The UK will suffer economic decline if attitudes towards maths do not change, according to Elizabeth Truss.
The education minister suggested that the nation's productivity and growth is being put under threat by poor maths skills.
Ms Truss's comments come the week before she is due to lead a trip to Shanghai, China, to find out why their results in the subject are so high.
Recent international tests put China, along with a number of other Asian nations , at the top for maths skills.
“Shanghai is the top-performing part of the world for maths - their children are streets ahead,” Ms Truss said.

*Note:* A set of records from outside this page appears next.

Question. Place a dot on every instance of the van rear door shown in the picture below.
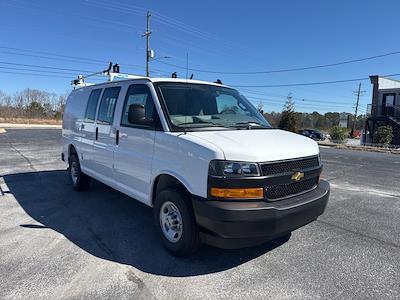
(104, 144)
(87, 130)
(134, 154)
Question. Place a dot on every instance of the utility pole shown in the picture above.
(356, 110)
(148, 50)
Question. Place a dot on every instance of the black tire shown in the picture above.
(189, 240)
(80, 181)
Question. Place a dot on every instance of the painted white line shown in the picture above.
(26, 126)
(389, 194)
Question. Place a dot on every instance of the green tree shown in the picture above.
(288, 119)
(35, 110)
(384, 135)
(338, 134)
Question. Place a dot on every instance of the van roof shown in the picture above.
(154, 80)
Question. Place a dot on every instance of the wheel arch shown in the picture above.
(167, 180)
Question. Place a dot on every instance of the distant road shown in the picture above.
(58, 243)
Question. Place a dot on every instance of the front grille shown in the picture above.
(285, 190)
(289, 166)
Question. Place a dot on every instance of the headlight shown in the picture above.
(233, 169)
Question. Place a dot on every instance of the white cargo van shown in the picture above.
(200, 154)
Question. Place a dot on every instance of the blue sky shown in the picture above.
(217, 36)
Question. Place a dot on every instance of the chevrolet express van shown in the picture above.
(200, 154)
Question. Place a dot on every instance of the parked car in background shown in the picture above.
(313, 134)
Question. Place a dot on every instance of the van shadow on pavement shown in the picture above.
(112, 226)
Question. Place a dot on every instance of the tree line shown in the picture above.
(32, 104)
(294, 121)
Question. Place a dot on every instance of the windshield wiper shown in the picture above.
(250, 125)
(201, 123)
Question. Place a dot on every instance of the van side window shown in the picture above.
(138, 94)
(107, 105)
(90, 113)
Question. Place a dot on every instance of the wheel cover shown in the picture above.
(74, 171)
(171, 221)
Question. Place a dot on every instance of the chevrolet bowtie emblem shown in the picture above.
(297, 176)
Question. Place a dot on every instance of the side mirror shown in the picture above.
(136, 115)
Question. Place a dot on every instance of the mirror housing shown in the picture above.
(136, 115)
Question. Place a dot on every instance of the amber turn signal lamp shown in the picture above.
(250, 193)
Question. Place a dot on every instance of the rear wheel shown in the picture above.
(175, 222)
(80, 181)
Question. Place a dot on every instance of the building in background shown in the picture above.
(384, 109)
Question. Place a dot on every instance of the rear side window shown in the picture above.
(92, 105)
(138, 94)
(107, 105)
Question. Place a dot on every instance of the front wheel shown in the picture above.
(80, 181)
(175, 222)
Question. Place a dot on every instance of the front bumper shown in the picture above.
(236, 224)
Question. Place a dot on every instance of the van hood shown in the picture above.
(259, 145)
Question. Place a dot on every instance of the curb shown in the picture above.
(3, 187)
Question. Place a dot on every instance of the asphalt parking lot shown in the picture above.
(58, 243)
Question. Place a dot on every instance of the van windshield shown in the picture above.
(194, 106)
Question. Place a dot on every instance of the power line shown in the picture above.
(32, 70)
(289, 69)
(310, 83)
(44, 67)
(69, 58)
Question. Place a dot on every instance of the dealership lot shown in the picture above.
(57, 243)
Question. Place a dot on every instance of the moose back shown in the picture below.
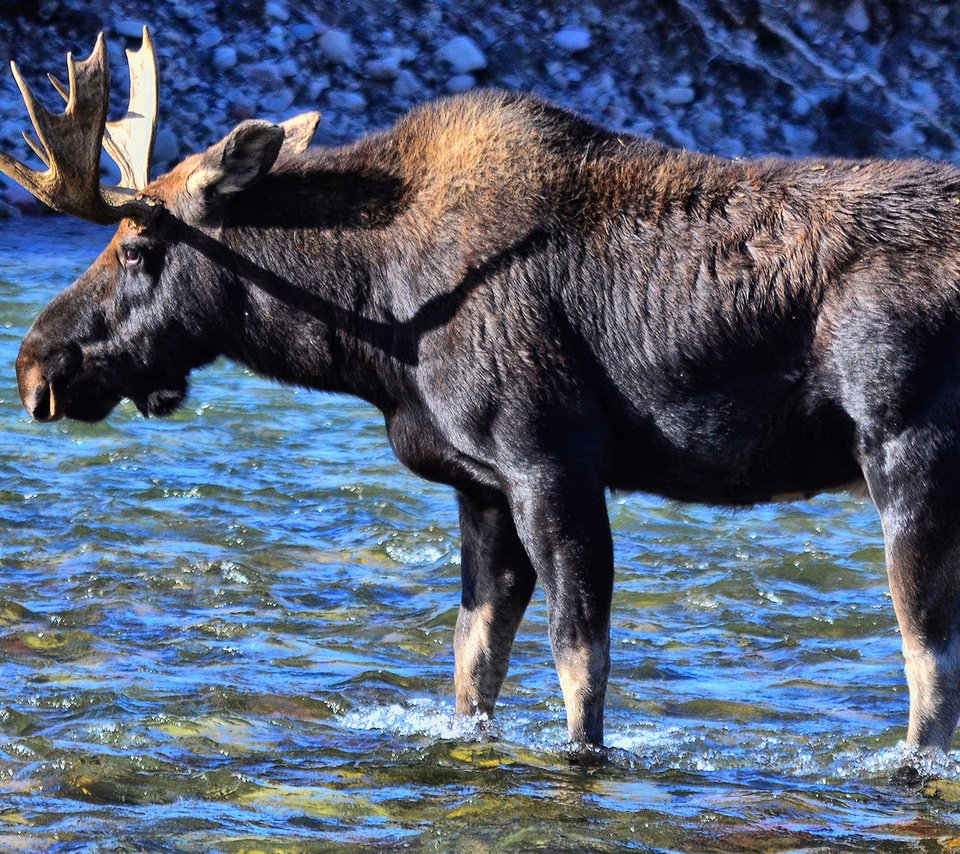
(543, 310)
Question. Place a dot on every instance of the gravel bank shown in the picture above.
(733, 77)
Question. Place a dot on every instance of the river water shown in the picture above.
(232, 630)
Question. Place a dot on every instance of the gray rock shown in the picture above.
(129, 28)
(925, 94)
(407, 85)
(247, 52)
(337, 47)
(316, 87)
(386, 66)
(264, 74)
(907, 137)
(572, 39)
(224, 57)
(277, 11)
(166, 146)
(461, 83)
(677, 96)
(800, 140)
(462, 55)
(277, 101)
(349, 102)
(288, 68)
(210, 38)
(302, 32)
(857, 17)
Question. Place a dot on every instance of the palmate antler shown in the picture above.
(69, 142)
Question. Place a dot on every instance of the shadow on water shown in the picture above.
(231, 630)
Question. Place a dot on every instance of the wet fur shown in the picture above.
(544, 309)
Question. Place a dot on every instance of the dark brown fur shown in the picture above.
(543, 310)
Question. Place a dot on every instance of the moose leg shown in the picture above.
(562, 520)
(498, 581)
(915, 482)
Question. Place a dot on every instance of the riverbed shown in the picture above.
(231, 630)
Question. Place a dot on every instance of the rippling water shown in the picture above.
(232, 630)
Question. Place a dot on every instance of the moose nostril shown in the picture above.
(37, 394)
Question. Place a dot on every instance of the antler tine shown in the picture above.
(69, 144)
(129, 141)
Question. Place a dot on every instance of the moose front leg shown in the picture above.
(498, 581)
(562, 520)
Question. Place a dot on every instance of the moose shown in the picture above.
(543, 310)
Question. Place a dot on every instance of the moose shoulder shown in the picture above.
(543, 310)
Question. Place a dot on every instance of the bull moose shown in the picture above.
(543, 310)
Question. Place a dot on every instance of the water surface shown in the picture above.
(232, 630)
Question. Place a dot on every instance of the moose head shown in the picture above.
(136, 323)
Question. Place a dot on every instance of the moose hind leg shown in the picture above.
(915, 482)
(498, 581)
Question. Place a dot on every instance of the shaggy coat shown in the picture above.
(543, 310)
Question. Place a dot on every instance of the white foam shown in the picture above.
(415, 717)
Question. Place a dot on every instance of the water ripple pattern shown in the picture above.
(231, 630)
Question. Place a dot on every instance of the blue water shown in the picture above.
(232, 630)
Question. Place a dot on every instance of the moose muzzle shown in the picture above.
(43, 378)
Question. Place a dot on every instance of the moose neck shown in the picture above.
(318, 273)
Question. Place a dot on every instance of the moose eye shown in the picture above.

“Shanghai and Singapore have teaching practices and a positive philosophy that make the difference. They have a belief that diligence redeems lack of ability.
“Our new curriculum has borrowed from theirs because we know it works - early learning of key arithmetic, and a focus on times tables and long division, for instance.”

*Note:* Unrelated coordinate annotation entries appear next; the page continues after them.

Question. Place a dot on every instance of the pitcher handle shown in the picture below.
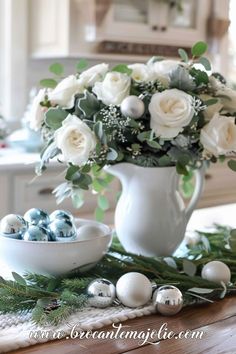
(199, 184)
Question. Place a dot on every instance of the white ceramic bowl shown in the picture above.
(55, 258)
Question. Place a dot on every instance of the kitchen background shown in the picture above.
(36, 33)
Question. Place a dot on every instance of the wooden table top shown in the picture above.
(217, 321)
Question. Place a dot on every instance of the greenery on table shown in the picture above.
(52, 300)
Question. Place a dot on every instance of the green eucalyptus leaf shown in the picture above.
(211, 101)
(99, 214)
(48, 153)
(122, 68)
(200, 76)
(155, 59)
(77, 198)
(88, 104)
(205, 62)
(181, 169)
(81, 65)
(144, 136)
(103, 202)
(183, 55)
(54, 117)
(232, 164)
(71, 171)
(201, 290)
(154, 144)
(48, 83)
(165, 160)
(180, 79)
(189, 267)
(199, 49)
(57, 69)
(19, 279)
(44, 302)
(112, 155)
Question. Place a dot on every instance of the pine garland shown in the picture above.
(52, 300)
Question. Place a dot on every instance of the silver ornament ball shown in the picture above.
(101, 293)
(36, 216)
(36, 233)
(13, 226)
(134, 289)
(217, 272)
(63, 230)
(132, 107)
(61, 214)
(168, 300)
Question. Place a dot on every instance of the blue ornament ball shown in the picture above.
(61, 214)
(13, 226)
(63, 230)
(51, 235)
(37, 216)
(36, 233)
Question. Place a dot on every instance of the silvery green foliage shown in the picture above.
(120, 138)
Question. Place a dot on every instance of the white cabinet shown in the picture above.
(49, 23)
(154, 22)
(92, 28)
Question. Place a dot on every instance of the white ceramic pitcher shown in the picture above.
(151, 217)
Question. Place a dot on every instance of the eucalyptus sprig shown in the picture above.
(52, 300)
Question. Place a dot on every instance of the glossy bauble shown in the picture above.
(101, 293)
(168, 300)
(217, 272)
(36, 216)
(13, 226)
(63, 230)
(61, 214)
(132, 107)
(36, 233)
(134, 289)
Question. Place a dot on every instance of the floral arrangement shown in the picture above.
(163, 113)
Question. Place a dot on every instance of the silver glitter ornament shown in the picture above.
(168, 300)
(101, 293)
(37, 216)
(132, 107)
(61, 214)
(63, 230)
(35, 233)
(13, 226)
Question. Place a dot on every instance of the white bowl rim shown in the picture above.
(108, 234)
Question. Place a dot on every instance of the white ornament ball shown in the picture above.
(132, 107)
(168, 300)
(88, 232)
(134, 289)
(216, 272)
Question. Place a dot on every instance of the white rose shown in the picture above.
(36, 114)
(218, 137)
(113, 89)
(162, 69)
(75, 140)
(93, 74)
(170, 110)
(140, 72)
(64, 93)
(213, 108)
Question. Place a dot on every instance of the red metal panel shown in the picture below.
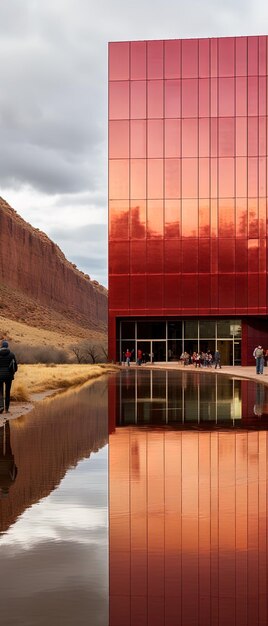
(138, 60)
(188, 160)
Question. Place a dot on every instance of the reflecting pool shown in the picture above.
(188, 500)
(186, 477)
(53, 514)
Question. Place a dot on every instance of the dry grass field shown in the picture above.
(34, 379)
(61, 337)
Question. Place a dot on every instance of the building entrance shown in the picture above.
(154, 350)
(165, 340)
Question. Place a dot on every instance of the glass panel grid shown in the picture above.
(188, 138)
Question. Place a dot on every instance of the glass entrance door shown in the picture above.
(225, 348)
(146, 349)
(159, 351)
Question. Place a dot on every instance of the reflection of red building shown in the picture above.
(188, 196)
(188, 528)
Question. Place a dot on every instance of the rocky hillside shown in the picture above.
(36, 279)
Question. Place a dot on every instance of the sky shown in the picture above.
(53, 103)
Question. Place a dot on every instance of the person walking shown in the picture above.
(8, 367)
(258, 356)
(217, 359)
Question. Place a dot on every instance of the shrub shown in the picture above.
(39, 354)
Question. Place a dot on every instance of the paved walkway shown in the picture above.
(237, 371)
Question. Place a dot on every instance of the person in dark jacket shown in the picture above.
(8, 367)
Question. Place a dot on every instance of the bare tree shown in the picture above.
(79, 353)
(91, 352)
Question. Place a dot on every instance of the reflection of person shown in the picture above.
(8, 367)
(258, 406)
(139, 355)
(128, 357)
(258, 355)
(8, 470)
(217, 359)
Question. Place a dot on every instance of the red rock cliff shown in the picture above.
(32, 264)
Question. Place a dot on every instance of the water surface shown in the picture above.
(187, 516)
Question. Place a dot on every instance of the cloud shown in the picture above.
(53, 101)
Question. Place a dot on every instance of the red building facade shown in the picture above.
(188, 197)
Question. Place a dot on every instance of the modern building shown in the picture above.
(188, 197)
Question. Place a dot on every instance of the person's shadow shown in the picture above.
(8, 469)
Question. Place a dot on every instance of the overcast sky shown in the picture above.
(53, 103)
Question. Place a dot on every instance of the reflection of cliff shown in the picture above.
(50, 440)
(36, 267)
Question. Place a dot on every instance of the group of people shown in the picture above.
(261, 358)
(202, 359)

She added that students in Shanghai have a “can-do attitude to maths, which contrasts with the long-term anti-maths culture that exists here”.
“The reality is that unless we change our philosophy, and get better at maths, we will suffer economic decline,” Ms Truss said.
“At the moment our performance in maths is weakening our skills base and threatening our productivity and growth. I am determined to change this.”
The minister, who will be joined by a number of headteachers on the China trip, is due to visit three schools and teacher training centres during her visit, the Department for Education (DfE) said.
The department said that the visit was the latest step in a drive to raise maths standards, and will look at what has made areas of the Far East among the best in the world at teaching the subject.
More than half a million 15-year-olds took part in the 2012 Programme for International Student Assessment (Pisa) study, with the findings published by the Organisation for Economic Co-operation and Development (OECD) in December.
Overall, the UK came 26th in maths with an average score of 494. This was broadly the same as the average for the subject, and on a par with nations such as the Czech Republic, France,and Norway.
But it also leaves the UK lagging far behind leading nations including Shanghai, Singapore, Hong Kong, South Korea and Japan.
A new analysis of the data, published yesterday, found that the children of cleaners in Shanghai and Singapore outperform the sons and daughters of UK doctors and lawyers in global maths tests.
In the UK, the children of parents with a “professional” job - such as doctor or lawyer - scored 525.94 points on average in the PISA maths test.
In Shanghai, China, the sons and daughters of parents with “elementary” occupations - such as cleaners and catering assistants - scored 568.9 points on average. In Singapore, this group scored 533.58 points.
A separate survey by the business group CBI, published last year, concluded that around three in 10 employers are dissatisfied with the standard of school and college leaver's numeracy skills.
The DfE said that the government was prioritising maths because of the subject's importance to young people competing for jobs, as well as its importance to the economy.
A number of reforms are already being introduced, such as banning calculators from tests for 11-year-olds, requiring teenagers who do not get a grade C at GCSE in maths to continue studying the subject, new maths qualifications for post-16 students and bursaries to attract top maths graduates into teaching.